Chickpea and Kale Sandwich Spread
By blum099
This chickpea and kale sandwich spread recipe makes a tasty and healthful lunch, or it can be used as a dip for an appetizer or snack packed with nutrients.
4/5
(6 Votes)
Ingredients
- 2 medium kale leaves of any variety, rinsed well
- 1 medium carrot, peeled and cut into chunks
- 2 cups cooked or one (15 to 16 ounce) can chickpeas, drained and rinsed
- 2 tablespoons nutritional yeast (optional, but highly recommended)
- 1/3 cup vegan mayonnaise
- 2 teaspoons yellow mustard
- 1/4 cup fresh parsley leaves or 1 to 2 tablespoons fresh dill leaves
- 1 to 2 scallions, green parts only, cut into large pieces, optional
- 1 to 2 tablespoons freshly squeezed or bottled lemon juice, to taste
- 1/2 teaspoon curry powder, or more to taste
- 1/2 teaspoon ground cumin, or more to taste
- Freshly ground pepper to taste
- Fresh green sprouts (optional)
Preparation
Step 1
Combine the kale and carrot in a food processor; pulse until finely chopped.

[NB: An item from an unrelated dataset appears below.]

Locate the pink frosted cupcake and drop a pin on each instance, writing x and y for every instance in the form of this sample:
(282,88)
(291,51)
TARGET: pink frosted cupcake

Add the remaining ingredients and pulse until the chickpeas are evenly chopped and everything is nicely blended—don’t overprocess; leave the mixture a bit chunky. Transfer to a serving container and serve at once, or cover and refrigerate until needed.
Variation: Use a good handful of baby spinach or arugula in place of the kale.